Optimized Azure Data Factory and Databricks pipelines, reducing cloud infrastructure costs by $2,000/month. Improved query performance by 60% through indexing and partitioning strategies.
Developed and implemented in-house validation frameworks and environment cloning tools, saving the team over 20 hours per month.
Optimized Azure costs by improving Data Factory pipelines and ADLS storage through automation and process enhancements.
Designed scalable data pipelines, Azure Synapse, Azure Databricks, and Power BI for seamless data transformation and integration across diverse systems.
Established validation frameworks to address late-arriving dimensions, orphan surrogate keys, and other data quality issues.
Designed and implemented a unified data fabric architecture, integrating on-premises and cloud platforms (Azure, AWS) to enable seamless data access, governance, and real-time analytics.
Championed automation strategies, streamlining data operations using Azure Functions, PowerShell scripting, and CI/CD practices.
Provided technical guidance to stakeholders, aligning data solutions with strategic business objectives
Pioneered automation and optimization strategies for data operations, leading to streamlined workflows, reduced manual interventions, and increased efficiency by leveraging Azure Functions, PowerShell scripting, and CI/CD practices. Bangor Savings Bank, Bangor ME, Sep 2017 to July 2022 Senior Data Modeler /Data Engineer
Built comprehensive data models, ETL packages, and Cognos Framework Packages to develop Scorecards for various leadership committees, encompassing KPIs for Loans, Deposits, Accounting, and IT departments.
Designed and implemented Dimensional Models, ETL processes, and BI packages for critical dashboards such as Workday DM, Wealth Management Group Performance, Business Loans Underwriting, Payroll Protection Program, and Customer Demographics.
Worked on a confidential project reporting directly to the CEO’s office, analyzing internal and public domain data to summarize market situations before a merger and evaluate market share.
Created a robust Party Model for internal CRM, identifying and resolving data quality issues during initial and ongoing data loads, establishing party merging processes, and integrating customer relationships and interactions into model tables.
Developed data pipelines to flatten unstructured JSON data via APIs provided by external vendors such as Pay with, Marqeta, and Moody's.

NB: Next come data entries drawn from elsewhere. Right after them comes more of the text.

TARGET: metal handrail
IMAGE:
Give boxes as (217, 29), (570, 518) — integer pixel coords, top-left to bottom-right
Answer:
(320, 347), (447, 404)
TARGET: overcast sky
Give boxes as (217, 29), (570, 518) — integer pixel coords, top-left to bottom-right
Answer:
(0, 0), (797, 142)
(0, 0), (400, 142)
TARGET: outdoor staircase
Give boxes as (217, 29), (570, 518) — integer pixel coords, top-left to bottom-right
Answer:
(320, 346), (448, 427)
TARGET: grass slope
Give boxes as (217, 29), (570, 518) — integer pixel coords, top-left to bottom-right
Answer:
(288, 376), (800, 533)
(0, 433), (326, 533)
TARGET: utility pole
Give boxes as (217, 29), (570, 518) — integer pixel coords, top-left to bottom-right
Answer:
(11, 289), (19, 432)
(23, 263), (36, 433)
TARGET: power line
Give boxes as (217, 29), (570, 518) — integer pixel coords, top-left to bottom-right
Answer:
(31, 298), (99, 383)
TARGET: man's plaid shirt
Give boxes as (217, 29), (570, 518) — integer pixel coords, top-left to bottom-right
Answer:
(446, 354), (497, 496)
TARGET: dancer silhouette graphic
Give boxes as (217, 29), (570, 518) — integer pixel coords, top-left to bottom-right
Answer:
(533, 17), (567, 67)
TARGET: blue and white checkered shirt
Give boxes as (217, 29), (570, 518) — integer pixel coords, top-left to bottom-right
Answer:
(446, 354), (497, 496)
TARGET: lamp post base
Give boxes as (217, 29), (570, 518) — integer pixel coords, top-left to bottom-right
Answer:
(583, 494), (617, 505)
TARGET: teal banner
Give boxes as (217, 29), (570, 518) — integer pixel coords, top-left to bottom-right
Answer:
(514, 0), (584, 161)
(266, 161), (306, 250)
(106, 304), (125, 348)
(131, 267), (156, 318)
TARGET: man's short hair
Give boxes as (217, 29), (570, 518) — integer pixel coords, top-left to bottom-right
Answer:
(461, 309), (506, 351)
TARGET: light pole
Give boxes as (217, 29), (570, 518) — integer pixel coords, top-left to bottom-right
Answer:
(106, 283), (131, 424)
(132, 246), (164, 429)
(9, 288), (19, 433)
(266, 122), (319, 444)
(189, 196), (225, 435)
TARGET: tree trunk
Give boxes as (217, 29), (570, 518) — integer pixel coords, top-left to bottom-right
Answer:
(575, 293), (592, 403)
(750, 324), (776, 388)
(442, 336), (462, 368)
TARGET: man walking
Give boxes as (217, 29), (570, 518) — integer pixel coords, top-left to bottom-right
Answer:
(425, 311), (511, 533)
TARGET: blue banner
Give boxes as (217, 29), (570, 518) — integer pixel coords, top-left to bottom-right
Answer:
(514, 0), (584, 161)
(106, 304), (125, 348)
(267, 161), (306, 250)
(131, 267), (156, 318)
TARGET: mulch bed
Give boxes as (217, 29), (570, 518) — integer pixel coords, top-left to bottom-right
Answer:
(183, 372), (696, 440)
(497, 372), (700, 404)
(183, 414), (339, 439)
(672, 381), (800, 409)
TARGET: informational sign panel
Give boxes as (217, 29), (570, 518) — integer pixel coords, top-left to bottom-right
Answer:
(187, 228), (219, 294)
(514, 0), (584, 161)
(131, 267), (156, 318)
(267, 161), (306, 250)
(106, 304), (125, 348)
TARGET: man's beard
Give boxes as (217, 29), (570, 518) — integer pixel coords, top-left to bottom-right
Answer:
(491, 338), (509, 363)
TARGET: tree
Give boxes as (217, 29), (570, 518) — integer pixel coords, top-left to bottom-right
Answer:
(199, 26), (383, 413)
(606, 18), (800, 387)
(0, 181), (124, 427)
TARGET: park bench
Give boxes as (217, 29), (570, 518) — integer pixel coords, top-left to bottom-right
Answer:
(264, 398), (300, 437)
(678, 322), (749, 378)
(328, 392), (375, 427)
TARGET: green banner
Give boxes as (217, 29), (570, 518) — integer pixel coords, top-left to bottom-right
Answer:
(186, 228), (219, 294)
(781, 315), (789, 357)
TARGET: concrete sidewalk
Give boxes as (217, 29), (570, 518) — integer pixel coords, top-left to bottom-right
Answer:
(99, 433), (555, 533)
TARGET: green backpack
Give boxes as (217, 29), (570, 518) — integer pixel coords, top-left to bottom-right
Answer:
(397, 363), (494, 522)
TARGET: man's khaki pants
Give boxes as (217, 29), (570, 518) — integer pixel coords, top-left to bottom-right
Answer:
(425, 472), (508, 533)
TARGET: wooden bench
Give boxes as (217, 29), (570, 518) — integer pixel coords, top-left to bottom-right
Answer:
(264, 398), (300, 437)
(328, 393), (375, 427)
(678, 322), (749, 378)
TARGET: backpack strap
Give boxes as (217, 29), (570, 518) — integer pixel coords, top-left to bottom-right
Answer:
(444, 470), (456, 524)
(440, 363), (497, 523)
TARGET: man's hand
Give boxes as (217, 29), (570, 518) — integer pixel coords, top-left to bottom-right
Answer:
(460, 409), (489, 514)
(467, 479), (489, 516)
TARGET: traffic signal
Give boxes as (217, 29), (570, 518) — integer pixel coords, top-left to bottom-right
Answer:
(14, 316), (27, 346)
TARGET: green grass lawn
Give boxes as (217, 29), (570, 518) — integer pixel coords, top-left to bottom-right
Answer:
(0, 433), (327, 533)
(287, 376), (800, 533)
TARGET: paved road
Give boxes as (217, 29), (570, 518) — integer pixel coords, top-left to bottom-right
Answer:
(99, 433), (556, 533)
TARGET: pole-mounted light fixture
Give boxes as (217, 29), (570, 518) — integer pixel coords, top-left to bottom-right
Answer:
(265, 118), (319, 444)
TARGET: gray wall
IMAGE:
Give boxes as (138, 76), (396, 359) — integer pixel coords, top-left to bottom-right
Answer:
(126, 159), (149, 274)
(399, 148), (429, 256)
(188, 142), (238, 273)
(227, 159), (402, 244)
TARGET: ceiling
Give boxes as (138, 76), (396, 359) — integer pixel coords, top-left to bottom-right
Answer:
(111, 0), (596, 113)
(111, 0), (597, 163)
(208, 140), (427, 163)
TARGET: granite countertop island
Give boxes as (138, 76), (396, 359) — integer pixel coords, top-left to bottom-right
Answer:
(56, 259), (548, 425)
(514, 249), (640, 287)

Conducted data analysis to define parameters for reassigning 400,000+ customers to 50+ branches, collaborating with various business departments to estimate true branch values.
Leveraged Python and Google Distance Matrix API to calculate customer proximity to branch locations, identifying nearest branches for optimal service.
Built a data lake for lending cloud initiatives, creating a business conformance layer for reports like underwriter productivity and average processing times.
Created BUOY Local/Prepaid Cards reports and dashboards in Cognos Analytics, encompassing data modeling, ETL, and dataset creation.
Conducted data profiling and analysis to identify and resolve data quality issues using advanced SQL techniques.
IDEXX Laboratories (Employer: Tabner Inc.), Westbrook, ME, Mar 2016 to Sep 2017 Data Architect/ETL Lead
Informatica Intelligent Cloud Services (IICS), Salesforce, SQL, Relational Junction, Informatica Power Center, Data Architecture, REST API’s, Master Data Management, Data modeling, GIT, CI/CD, Metadata & Data Lineage, Data Quality, SOQL, Operational Data Store
(ODS), JSON, Streaming Data, Data Profiling.
Zurich Insurance, UK (Employer: Capgemini), Hyderabad, India, Nov 2014 to Jan 2016 ETL Lead /Architect
Guidewire, SQL, PL/SQL, IBM IIW (Insurance Information Warehouse), Data Vault modeling, Informatica Power Center, SSIS, Test Data Management, Team Leader, Offshore delivery management, XML.
Optum (Formerly United Health Care Information Services), Mar 2010 to Nov 2014 ETL Lead
Team Leader, Informatica Power Center, SQL & T-SQL, DB2, Netezza, MicroStrategy, SSIS, Dimensional Modeling, Erwin.
Mahindra Satyam (Client: GE Energy), June 2007 to Mar 2010 ETL Developer
Informatica Power Center, Oracle, Cognos, Business Objects, SQL, PL/SQL.